Die modernen Doppelstockwagen bieten einen völlig neuen Komfortstandard für Pendler. Geboten werden unter anderem Armlehnen, Kopf- und Fußstützen sowie Tische, ähnlich wie in einem Flugzeug. Mit der Erhöhung der Transportkapazität um 50 Prozent kommt es auch zu einer Erhöhung des Sitzplatzangebotes. Die 240 Doppelstockwaggons, welche auf den 6 Hauptmagistralen im Bereich der Ostregion zum Einsatz kommen, werden als Nichtraucherwagen geführt.

DER EINSATZPLAN DER "CITY-SHUTTLES" :

Seit September 1997 : Südbahn, zwischen Wien Südbf und Payerbach-Reichenau 40 Wagen

Seit September 1998 : Ostbahn, zwischen Wien und Nickelsdorf/Neusiedl am See 25 Wagen

Seit Mai 1999 : Nordbahn, zwischen Wien und Bernhardsthal

30 Wagen

Einsatzbeginn 06.09.1999, Nordwestbahn, zwischen Wien Nord - Retz

35 Wagen

Ab 2000 geplant : Franz-Josefs-Bahn, Wien-Krems und Wien -Sigmundsherberg 65 Wagen

Westbahn, Bereich Niederösterreich

Die Auslieferung der modernen Doppelstockwagen wird voraussichtlich im Jahr 2001 beendet sein.

GRÖSSTE INVESTITIONSOFFENSIVE SEIT BESTEHEN DES UNTERNEHMENS

Zusätzlich zur Beschaffung von modernem Rollmaterial investieren die ÖBB in den nächsten Jahren rund 8,2 Mrd.
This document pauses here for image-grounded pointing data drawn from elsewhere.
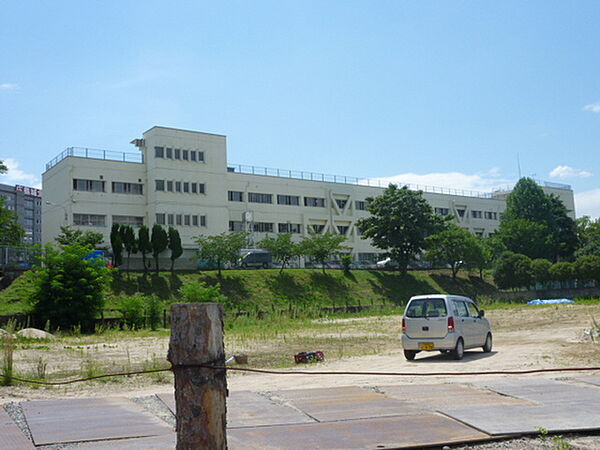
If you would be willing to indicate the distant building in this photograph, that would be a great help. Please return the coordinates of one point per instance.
(182, 179)
(26, 202)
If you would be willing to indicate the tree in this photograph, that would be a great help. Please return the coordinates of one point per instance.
(400, 222)
(69, 236)
(69, 289)
(144, 244)
(453, 246)
(222, 248)
(322, 247)
(159, 241)
(281, 247)
(174, 246)
(116, 243)
(513, 270)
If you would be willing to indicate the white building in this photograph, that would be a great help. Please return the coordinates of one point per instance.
(182, 178)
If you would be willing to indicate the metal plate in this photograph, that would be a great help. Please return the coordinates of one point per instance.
(86, 419)
(11, 437)
(245, 409)
(386, 432)
(345, 403)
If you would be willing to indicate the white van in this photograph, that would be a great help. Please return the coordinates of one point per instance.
(446, 323)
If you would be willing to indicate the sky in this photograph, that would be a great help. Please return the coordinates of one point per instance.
(456, 94)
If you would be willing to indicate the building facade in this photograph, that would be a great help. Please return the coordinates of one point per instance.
(26, 202)
(182, 179)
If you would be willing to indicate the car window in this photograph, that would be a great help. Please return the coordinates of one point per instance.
(427, 307)
(461, 307)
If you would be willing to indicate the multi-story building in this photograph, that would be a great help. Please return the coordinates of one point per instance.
(26, 202)
(182, 179)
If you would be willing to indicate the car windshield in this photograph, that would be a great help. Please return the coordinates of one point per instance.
(427, 307)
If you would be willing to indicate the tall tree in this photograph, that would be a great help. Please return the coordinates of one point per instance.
(174, 246)
(144, 244)
(322, 247)
(159, 241)
(281, 247)
(400, 222)
(222, 248)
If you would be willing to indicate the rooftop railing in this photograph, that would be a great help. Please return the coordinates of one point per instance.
(96, 153)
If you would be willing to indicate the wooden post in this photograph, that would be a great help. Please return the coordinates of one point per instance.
(197, 338)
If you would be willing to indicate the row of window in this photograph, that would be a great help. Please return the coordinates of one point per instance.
(180, 186)
(118, 187)
(177, 153)
(188, 220)
(291, 200)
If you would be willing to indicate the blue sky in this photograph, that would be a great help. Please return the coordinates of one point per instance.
(438, 93)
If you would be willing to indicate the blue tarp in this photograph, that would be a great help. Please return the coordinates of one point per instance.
(553, 301)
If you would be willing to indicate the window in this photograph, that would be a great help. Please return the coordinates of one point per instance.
(235, 196)
(255, 197)
(89, 220)
(134, 221)
(127, 188)
(88, 185)
(290, 228)
(262, 227)
(288, 200)
(314, 201)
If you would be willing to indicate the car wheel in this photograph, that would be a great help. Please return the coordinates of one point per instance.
(459, 350)
(487, 347)
(410, 354)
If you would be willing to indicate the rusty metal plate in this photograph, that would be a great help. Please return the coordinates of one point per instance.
(435, 396)
(11, 437)
(386, 432)
(345, 403)
(246, 409)
(86, 419)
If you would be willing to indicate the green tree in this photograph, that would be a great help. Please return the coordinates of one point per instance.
(159, 241)
(453, 246)
(174, 246)
(512, 270)
(399, 223)
(69, 289)
(144, 244)
(116, 243)
(69, 235)
(281, 247)
(322, 247)
(222, 248)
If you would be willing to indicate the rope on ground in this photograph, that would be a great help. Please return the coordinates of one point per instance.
(311, 372)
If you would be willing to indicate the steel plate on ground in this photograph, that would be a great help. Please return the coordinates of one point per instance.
(11, 437)
(345, 403)
(435, 396)
(87, 419)
(385, 432)
(245, 409)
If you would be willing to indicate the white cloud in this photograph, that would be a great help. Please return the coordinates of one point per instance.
(17, 176)
(569, 172)
(479, 182)
(588, 203)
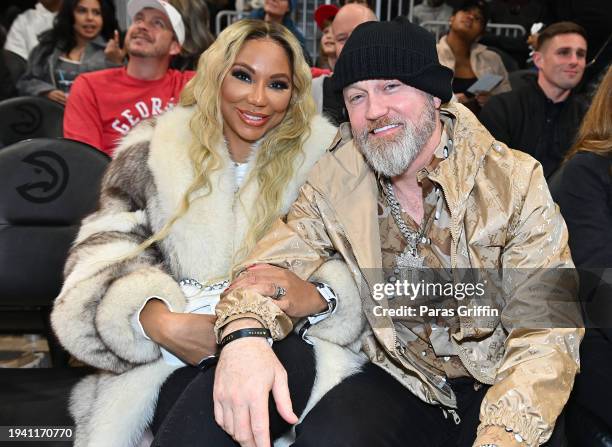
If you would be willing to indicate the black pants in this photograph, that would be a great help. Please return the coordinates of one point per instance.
(185, 415)
(368, 409)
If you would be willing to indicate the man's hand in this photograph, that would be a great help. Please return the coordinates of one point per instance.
(113, 51)
(57, 96)
(247, 371)
(188, 336)
(498, 436)
(301, 300)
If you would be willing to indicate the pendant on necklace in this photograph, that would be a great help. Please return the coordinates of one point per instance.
(408, 259)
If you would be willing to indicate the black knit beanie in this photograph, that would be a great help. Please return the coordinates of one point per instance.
(393, 50)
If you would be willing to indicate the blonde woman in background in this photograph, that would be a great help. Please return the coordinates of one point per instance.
(583, 190)
(185, 197)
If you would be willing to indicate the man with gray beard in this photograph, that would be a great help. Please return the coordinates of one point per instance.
(422, 184)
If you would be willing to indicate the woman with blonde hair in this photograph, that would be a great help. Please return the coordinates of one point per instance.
(583, 190)
(186, 196)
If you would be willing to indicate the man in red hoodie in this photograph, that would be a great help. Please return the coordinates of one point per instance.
(104, 105)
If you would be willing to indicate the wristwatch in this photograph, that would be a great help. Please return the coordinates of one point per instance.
(327, 293)
(329, 296)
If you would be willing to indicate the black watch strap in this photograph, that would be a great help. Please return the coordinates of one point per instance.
(247, 332)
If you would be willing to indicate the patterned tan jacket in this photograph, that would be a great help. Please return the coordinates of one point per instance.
(502, 218)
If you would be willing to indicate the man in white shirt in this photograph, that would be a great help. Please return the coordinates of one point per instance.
(432, 10)
(23, 35)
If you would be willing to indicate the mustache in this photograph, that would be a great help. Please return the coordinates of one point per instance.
(141, 35)
(384, 121)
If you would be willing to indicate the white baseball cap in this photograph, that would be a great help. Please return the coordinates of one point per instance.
(135, 6)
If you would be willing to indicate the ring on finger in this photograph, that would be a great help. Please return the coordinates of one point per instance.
(279, 292)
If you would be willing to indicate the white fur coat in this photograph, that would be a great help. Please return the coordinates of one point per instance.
(93, 314)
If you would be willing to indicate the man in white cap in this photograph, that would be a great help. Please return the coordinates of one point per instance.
(104, 105)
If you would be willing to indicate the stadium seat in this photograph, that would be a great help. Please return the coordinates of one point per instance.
(29, 117)
(48, 186)
(16, 65)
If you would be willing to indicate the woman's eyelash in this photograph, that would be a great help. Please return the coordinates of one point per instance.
(241, 75)
(280, 85)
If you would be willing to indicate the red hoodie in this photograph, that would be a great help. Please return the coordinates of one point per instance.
(104, 105)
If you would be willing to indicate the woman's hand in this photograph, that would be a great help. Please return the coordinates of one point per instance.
(188, 336)
(301, 300)
(460, 97)
(113, 51)
(57, 96)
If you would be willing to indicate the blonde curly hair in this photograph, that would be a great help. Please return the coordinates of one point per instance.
(278, 149)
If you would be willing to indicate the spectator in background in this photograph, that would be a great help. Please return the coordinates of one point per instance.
(279, 11)
(76, 44)
(104, 105)
(542, 117)
(23, 35)
(595, 16)
(583, 190)
(468, 59)
(324, 16)
(329, 102)
(432, 10)
(198, 37)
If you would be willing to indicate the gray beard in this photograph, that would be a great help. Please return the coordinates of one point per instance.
(393, 155)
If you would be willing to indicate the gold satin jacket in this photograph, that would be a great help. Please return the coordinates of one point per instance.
(502, 217)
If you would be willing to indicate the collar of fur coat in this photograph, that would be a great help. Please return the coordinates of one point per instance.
(202, 243)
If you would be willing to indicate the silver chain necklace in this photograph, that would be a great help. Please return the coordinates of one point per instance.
(410, 257)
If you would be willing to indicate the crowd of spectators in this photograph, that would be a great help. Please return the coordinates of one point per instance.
(110, 80)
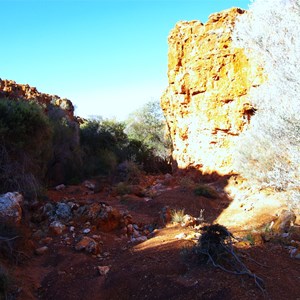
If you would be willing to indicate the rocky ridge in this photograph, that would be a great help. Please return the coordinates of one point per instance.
(12, 90)
(206, 104)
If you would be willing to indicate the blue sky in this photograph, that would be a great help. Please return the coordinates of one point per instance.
(107, 57)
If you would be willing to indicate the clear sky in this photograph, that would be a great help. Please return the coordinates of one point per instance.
(108, 57)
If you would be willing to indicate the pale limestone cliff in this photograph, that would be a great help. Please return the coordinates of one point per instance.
(205, 104)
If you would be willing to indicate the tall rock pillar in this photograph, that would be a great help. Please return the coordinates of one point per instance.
(205, 104)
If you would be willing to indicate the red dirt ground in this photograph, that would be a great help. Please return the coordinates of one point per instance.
(156, 268)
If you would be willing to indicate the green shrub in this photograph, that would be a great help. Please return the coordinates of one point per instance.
(4, 283)
(177, 215)
(65, 148)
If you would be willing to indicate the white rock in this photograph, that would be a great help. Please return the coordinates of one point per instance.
(180, 236)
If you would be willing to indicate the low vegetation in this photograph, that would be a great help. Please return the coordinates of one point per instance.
(41, 146)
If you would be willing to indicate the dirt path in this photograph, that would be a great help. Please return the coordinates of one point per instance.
(155, 268)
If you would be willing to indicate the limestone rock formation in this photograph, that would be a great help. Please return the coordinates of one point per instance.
(205, 104)
(61, 112)
(11, 89)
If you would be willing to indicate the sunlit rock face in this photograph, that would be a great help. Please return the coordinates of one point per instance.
(205, 104)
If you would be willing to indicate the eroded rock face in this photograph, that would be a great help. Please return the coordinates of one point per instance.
(11, 89)
(60, 111)
(205, 104)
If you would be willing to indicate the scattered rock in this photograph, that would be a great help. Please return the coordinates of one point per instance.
(63, 211)
(103, 270)
(60, 187)
(57, 227)
(89, 245)
(41, 250)
(180, 236)
(10, 207)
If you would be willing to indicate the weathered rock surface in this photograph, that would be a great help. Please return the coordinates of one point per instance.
(206, 104)
(61, 111)
(10, 208)
(12, 90)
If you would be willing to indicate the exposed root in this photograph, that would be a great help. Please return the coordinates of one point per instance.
(216, 245)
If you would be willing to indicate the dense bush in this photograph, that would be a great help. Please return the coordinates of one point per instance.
(25, 135)
(105, 144)
(102, 142)
(148, 126)
(65, 164)
(268, 154)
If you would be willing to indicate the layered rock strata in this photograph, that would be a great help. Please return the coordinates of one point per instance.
(205, 104)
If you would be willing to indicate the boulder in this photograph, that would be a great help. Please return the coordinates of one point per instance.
(89, 245)
(10, 207)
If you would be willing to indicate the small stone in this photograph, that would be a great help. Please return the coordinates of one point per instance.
(180, 236)
(57, 227)
(136, 233)
(130, 229)
(41, 250)
(63, 211)
(89, 245)
(47, 240)
(103, 270)
(60, 187)
(141, 239)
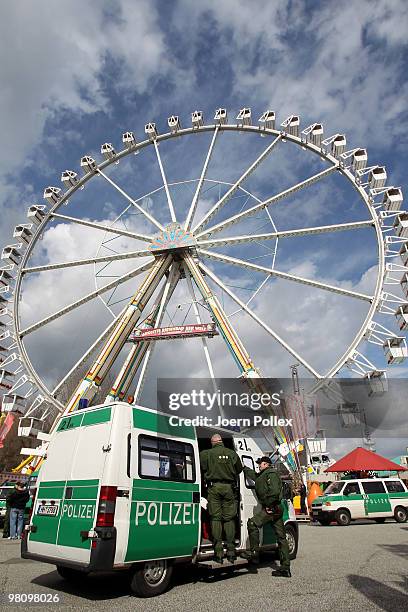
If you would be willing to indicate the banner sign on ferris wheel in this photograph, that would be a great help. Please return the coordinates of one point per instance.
(176, 331)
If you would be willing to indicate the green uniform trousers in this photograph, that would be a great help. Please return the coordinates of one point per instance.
(256, 522)
(222, 508)
(6, 524)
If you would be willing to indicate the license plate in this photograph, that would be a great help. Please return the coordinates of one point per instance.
(48, 510)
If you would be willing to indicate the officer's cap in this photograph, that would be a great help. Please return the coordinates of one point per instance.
(264, 459)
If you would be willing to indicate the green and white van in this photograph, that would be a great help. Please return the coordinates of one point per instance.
(121, 488)
(4, 491)
(366, 498)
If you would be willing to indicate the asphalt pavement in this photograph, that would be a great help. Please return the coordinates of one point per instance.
(360, 567)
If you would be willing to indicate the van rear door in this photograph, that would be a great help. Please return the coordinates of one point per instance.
(69, 483)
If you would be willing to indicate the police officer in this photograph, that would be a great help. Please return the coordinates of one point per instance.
(221, 466)
(268, 489)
S in die Modernisierung von 43 großen Bahnhöfen und rund 50 Haltestellen. Im Bereich des Infrastrukturausbaues sind Investitionen in der Höhe von über 60 Mrd. S - davon 6,2 Mrd. S bis zum Jahr 2002 für Niederösterreich -vorgesehen.
Zügig voran geht auch der forcierte Ausbau von Park & Ride -Stellplätzen in Niederösterreich. Inclusive der im Vorjahr fertiggestellten 2000 Stellplätze besteht bereits ein Angebot von etwa 22.000 P & R - Plätzen. Der Ausbauplan für Niederösterreich sieht bis zum Jahr 2005 die Schaffung von insgesamt 40.000 Stellplätze in unmittelbarer Nähe der Bahnhöfe vor.

Mit der Realisierung der genannten Maßnahmen, der Steigerung des Reisekomforts und einem modernen Gesamtmobilitätsangebot wird es den ÖBB gelingen, vermehrt Kunden zum Umsteigen auf die umweltfreundliche Bahn zu gewinnen.